Halloween almost entirely snuck up on me this year, and if I didn’t happen to have a collection of masks, I wouldn’t have anything to wear to my office Halloween party today. I’ve been rather more focused on tomorrow–November 1st, and the beginning of National Novel Writing Month, known to its friends as NaNoWriMo.
This will be my fifth year of NaNoWriMo, when lots of writers all over the world set themselves a goal to write a 50,000 word novel during the month of November. I’ve hit my word count each year (with some variations in what exactly I’ve been working on), and two of my published novels began as NaNo projects.
Mostly, I’ve started a new novel each NaNo, written the bulk of it in November and finished in December. This year I have different plans. As you (and everyone who knows me off-line) may already know, I’ve been working on a Phantom of the Opera retelling for…well, quite a few years! It’s been my back-of-the-brain, work-on-between-other-novels project and it’s so much fun that I’ve never been in a hurry to finish. Along the way, one book turned out to be two, and I wrote upwards of 185,000 words! I’m finally feeling a more pressing itch to actually finish the first draft, so that I can get into the details of revision and all the complex layering of themes and developments that I envision.

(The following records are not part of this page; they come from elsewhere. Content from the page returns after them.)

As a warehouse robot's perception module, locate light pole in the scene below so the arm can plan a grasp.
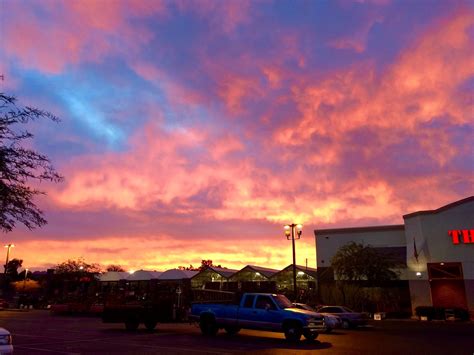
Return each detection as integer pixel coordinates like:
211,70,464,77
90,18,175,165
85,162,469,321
284,223,303,302
3,243,15,275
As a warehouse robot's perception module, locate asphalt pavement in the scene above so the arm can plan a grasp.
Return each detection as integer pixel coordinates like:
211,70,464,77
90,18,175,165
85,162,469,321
0,310,474,355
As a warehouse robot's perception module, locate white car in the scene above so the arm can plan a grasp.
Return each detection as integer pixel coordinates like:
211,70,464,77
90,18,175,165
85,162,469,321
0,328,13,355
293,303,342,333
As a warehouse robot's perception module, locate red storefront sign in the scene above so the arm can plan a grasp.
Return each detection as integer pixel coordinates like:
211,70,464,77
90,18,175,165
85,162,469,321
448,229,474,244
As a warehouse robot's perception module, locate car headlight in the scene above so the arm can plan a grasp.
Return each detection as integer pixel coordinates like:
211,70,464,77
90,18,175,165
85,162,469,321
0,334,12,345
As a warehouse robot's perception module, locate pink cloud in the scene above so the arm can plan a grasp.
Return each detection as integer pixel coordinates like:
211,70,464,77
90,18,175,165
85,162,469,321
4,0,166,74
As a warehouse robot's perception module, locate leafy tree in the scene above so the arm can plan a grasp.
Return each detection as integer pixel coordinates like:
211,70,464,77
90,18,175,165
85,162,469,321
331,242,398,283
54,258,101,274
0,93,63,232
106,265,125,272
6,259,23,280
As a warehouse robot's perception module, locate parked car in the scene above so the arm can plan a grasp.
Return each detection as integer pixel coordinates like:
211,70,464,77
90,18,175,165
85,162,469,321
0,298,8,309
190,293,326,341
293,303,342,333
317,306,369,329
0,328,13,355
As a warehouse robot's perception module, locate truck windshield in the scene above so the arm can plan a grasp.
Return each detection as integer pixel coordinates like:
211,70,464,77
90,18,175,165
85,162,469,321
273,295,294,309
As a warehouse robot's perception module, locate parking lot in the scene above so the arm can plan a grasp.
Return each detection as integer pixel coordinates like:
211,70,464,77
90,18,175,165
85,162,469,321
0,310,474,355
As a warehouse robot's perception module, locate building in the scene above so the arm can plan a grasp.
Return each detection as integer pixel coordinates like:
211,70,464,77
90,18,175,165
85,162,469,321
314,196,474,318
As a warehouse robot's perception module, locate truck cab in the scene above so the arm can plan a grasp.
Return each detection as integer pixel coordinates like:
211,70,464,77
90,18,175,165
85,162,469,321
191,293,326,341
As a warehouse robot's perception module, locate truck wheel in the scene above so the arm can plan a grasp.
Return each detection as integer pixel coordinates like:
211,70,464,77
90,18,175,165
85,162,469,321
125,317,140,331
224,327,240,335
284,323,303,342
199,317,219,336
303,331,319,341
145,320,158,331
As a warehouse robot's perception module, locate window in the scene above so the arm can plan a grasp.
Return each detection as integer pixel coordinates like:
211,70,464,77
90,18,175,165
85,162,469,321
244,295,255,308
255,296,276,309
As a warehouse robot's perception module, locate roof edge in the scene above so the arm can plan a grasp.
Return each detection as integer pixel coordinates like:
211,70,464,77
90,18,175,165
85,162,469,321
314,224,405,236
403,196,474,219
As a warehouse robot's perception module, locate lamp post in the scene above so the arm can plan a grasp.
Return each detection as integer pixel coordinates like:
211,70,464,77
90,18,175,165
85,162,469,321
284,223,303,301
3,243,15,275
23,269,28,292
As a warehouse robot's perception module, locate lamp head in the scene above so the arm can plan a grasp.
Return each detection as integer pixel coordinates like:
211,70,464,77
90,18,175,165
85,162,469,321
296,224,303,239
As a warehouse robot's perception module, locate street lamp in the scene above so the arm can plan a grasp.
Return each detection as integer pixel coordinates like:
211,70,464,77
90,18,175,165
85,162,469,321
4,244,15,275
23,269,28,292
284,223,303,301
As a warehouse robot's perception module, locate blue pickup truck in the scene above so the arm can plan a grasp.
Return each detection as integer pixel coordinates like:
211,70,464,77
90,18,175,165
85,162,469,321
190,293,326,341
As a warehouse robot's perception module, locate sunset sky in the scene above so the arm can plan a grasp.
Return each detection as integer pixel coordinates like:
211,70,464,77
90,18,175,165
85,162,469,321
0,0,474,271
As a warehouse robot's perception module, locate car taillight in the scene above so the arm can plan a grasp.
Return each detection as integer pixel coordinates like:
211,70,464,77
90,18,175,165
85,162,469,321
0,334,12,345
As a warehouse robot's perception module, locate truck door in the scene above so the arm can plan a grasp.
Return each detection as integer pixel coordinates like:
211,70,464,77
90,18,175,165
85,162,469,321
254,295,283,330
238,295,255,328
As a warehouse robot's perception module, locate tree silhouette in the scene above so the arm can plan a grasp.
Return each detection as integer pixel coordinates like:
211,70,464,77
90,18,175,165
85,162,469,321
0,93,63,232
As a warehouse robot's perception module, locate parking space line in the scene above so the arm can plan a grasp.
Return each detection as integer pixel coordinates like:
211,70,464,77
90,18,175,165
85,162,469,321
15,344,81,355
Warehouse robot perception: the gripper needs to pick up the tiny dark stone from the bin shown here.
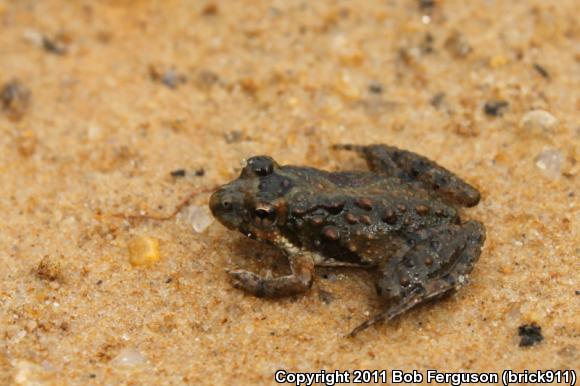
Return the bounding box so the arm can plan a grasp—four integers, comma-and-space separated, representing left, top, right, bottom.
344, 213, 358, 224
0, 79, 31, 120
355, 198, 373, 210
369, 82, 383, 94
322, 201, 345, 214
415, 204, 429, 216
518, 323, 544, 347
42, 36, 66, 55
534, 63, 551, 79
149, 65, 187, 89
311, 217, 324, 226
322, 227, 340, 241
360, 214, 373, 225
292, 208, 306, 217
383, 209, 397, 225
429, 92, 445, 109
483, 101, 509, 117
318, 289, 334, 304
224, 130, 243, 144
170, 169, 185, 178
419, 0, 435, 11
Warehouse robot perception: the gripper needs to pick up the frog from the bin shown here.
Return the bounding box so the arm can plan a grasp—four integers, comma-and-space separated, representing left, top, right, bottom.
209, 144, 486, 337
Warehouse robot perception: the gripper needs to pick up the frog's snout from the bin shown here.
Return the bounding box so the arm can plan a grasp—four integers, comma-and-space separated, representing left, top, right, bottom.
209, 189, 232, 217
209, 189, 236, 229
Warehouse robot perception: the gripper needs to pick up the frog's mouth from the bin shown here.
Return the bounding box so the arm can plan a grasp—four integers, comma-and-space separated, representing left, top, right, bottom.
209, 188, 242, 230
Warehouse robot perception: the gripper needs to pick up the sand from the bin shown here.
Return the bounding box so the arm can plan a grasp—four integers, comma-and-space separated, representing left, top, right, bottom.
0, 0, 580, 385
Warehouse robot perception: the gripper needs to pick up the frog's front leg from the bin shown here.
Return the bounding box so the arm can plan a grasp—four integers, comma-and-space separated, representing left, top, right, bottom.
349, 221, 485, 336
334, 144, 480, 207
228, 252, 314, 298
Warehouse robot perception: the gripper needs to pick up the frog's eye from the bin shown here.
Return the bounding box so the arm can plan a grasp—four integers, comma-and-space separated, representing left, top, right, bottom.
252, 204, 276, 227
244, 156, 275, 177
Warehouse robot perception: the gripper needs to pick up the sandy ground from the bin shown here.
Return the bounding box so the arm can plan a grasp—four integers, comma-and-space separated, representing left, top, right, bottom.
0, 0, 580, 385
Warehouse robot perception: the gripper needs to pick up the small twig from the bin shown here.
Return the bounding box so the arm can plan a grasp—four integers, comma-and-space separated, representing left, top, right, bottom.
110, 187, 217, 221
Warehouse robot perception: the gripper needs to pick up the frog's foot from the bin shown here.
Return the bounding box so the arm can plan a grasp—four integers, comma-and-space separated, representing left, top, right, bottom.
349, 221, 485, 337
227, 255, 314, 298
334, 144, 480, 207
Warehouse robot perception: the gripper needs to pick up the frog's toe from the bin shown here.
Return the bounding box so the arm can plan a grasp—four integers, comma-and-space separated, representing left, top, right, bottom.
226, 269, 267, 297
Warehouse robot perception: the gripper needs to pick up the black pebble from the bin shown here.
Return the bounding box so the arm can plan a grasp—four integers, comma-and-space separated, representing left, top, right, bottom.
518, 323, 544, 347
483, 101, 509, 117
369, 82, 383, 94
171, 169, 185, 178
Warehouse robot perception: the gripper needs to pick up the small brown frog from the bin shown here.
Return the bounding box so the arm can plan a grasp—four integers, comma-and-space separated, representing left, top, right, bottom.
210, 145, 485, 336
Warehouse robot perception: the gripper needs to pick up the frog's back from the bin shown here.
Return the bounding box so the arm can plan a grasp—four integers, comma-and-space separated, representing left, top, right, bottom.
283, 167, 457, 264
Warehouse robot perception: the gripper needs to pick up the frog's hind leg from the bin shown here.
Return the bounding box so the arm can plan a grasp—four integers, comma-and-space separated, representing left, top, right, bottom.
334, 144, 480, 207
349, 221, 485, 337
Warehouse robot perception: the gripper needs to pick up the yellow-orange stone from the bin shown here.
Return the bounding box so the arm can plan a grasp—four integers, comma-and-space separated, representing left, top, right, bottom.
127, 236, 159, 267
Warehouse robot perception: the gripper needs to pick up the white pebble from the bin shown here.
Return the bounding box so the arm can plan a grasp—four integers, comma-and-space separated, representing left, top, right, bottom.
113, 347, 145, 367
188, 206, 213, 233
535, 149, 564, 178
520, 110, 558, 133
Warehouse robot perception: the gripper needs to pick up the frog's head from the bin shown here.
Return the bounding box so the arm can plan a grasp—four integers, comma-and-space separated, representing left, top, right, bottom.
209, 156, 293, 241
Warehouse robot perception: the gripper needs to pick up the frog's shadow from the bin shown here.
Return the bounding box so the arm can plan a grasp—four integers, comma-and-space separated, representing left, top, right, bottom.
227, 237, 466, 325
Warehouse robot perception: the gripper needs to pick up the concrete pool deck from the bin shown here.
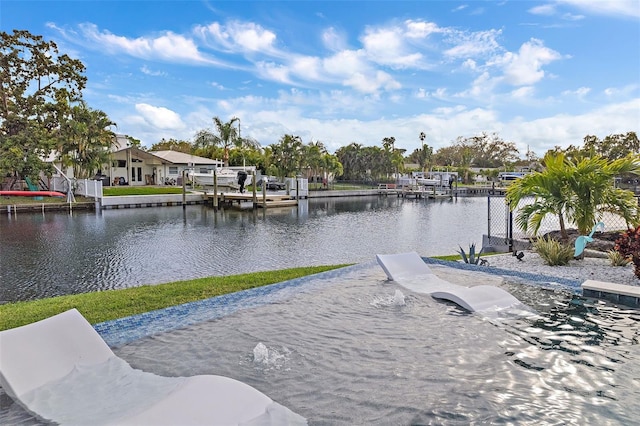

So that’s the goal for NaNoWriMo this year: 50,000 words or finish the draft, whichever happens first. I honestly don’t know if I have more or less than 50,000 words left in the story, though I don’t think it’s wildly far out in either direction. I plan to write with the usual 50,000 word goal for tracking progress through the month, and will see where I wind up.
If you’re doing NaNo too, find me there and we can be NaNo buddies. 🙂 I’ve already posted about my novel plans there.
To kick things off, I thought perhaps an excerpt from what I’ve already written. And considering it’s a story about a phantom, it’s even appropriate for Halloween!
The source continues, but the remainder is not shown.